Just posted this as a reply to a question in another thread, but figured I'd post this in it's own thread to make it easier to find since I've seen so many questions about whether to get Medium or Large size in the Cartels. Maybe this will help someone out before they buy the wrong size...

- Remember that w/ Burton bindings you are stuck with what the holes in the disks give you as far as moving the binding "port to starboard" (and the older ones had 5 choices as far as what holes you could use, the newer ones only give you 3)...

IMHO, Large Burton bindings (in the Cartel at least), w/ smaller-footprint boots, are for maybe more like Size 12+. If you're in that size 10.5-12 range, do yourself a favor and check a M/L Cartel with your boots before you buy...

For reference: I have a pair of the Thirty-Two Lashed in Sz. 13 and w/ Cartels in Large, and using the screw holes closest to the back of the disks (holes nearest to the highbacks, pushing the bindings as far forward as you can with them), it puts the boots centered about perfect (equal heel/toe overhang). 
I know Burton says their bindings in Large are for 10+, and I had expected to at least have to use the middle of the three "overhang-adjustment hole" choices in the discs for a Sz.13; but if I do w/ these boots, it's all heel-overhang and the toes of the boots barely poke over the edges... 

Pics are worth 1000... '13/'14 Cartel ReFlex + '13/'14 ThirtyTwo Lashed size US13 (rear binding at -6, and the Capstrap toe-strap makes it look like there's more toe overhang than there actually is...)


----------



## ML16 (Jul 28, 2014)

Great post.

I have EST Cartels in Large size. I run a size 12 boot (i think) and i have mine set in a similar fashion to avoid toe/heel overhang.


----------



## CK1000 (Aug 27, 2014)

Thanks. 

Just figured it might be helpful, 'cause I know I would be pissed to have to find out the hard way if I had a size 10 boot, and bought the Cartels in Large...


----------



## OU812 (Feb 2, 2013)

I'm have 10.5US Deeluxe ID boot in Cartel large binding, on the bottom of the 3 holes on the disc as well and boots are centered perfectly. Riding a Never Summer SL 161. Will post photos once I get home.


----------



## OU812 (Feb 2, 2013)

Found them...


----------



## CK1000 (Aug 27, 2014)

OU812 said:


> I'm have 10.5US Deeluxe ID boot in Cartel large binding, on the bottom of the 3 holes on the disc as well and boots are centered perfectly. Riding a Never Summer SL 161. Will post photos once I get home.





OU812 said:


> Found them...


Hmmm.... The main thing that jumps out at me is that US10.5 Deeluxe ID boot looks about the same size as a ThirtyTwo Lashed in US13..! Wow.

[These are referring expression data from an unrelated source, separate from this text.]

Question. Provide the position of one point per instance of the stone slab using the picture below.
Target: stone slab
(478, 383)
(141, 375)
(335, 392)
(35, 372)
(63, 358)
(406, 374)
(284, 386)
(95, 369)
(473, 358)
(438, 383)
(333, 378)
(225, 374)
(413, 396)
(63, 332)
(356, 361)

Well, pics don't lie, so apparently, depending on your boot's footprint, Burton's binding sizing is either way off (w/ a smaller/reduced footprint boot), OR, not so bad after all (w/ a chunkier boot that has a larger footprint).


----------



## Brewtown (Feb 16, 2014)

CK1000 said:


> Hmmm.... The main thing that jumps out at me is that US10.5 Deeluxe ID boot looks about the same size as a ThirtyTwo Lashed in US13..! Wow.
> 
> Well, pics don't lie, so apparently, depending on your boot's footprint, Burton's binding sizing is either way off (w/ a smaller/reduced footprint boot), OR, not so bad after all (w/ a chunkier boot that has a larger footprint).


Yeah that really surprised me as well. I wore a bulkier size 12 last year but when I switched to an 11.5 lashed this year I'm no longer able to get centered on all my boards. 

Anyone have any experience with medium cartels with a larger boot size?


----------



## OU812 (Feb 2, 2013)

Dude, I dunno. I have limited experience. Its my first pair of bindings, first pair of boots but second board. Originally I had a Lib Tech TRS that I returned for warrantee because the bindings holes were drilled crooked. Lib and store were cool about it, but local distributor took too long to get a new board. Asked for money back and bought SL, like it a lot more actually. Boots centred on the TRS as well. *shrugs* 

I'm thinking of buying the Nike Kaiju boots for this season but now I might hold off if I'll have problems with them not fitting the bindings properly but from what I've asked and heard I should be using Large bindings. Even Union when I emailed them told me L/XL.


----------



## Brewtown (Feb 16, 2014)

OU812 said:


> Dude, I dunno. I have limited experience. Its my first pair of bindings, first pair of boots but second board. Originally I had a Lib Tech TRS that I returned for warrantee because the bindings holes were drilled crooked. Lib and store were cool about it, but local distributor took too long to get a new board. Asked for money back and bought SL, like it a lot more actually. Boots centred on the TRS as well. *shrugs*
> 
> I'm thinking of buying the Nike Kaiju boots for this season but now I might hold off if I'll have problems with them not fitting the bindings properly but from what I've asked and heard I should be using Large bindings. Even Union when I emailed them told me L/XL.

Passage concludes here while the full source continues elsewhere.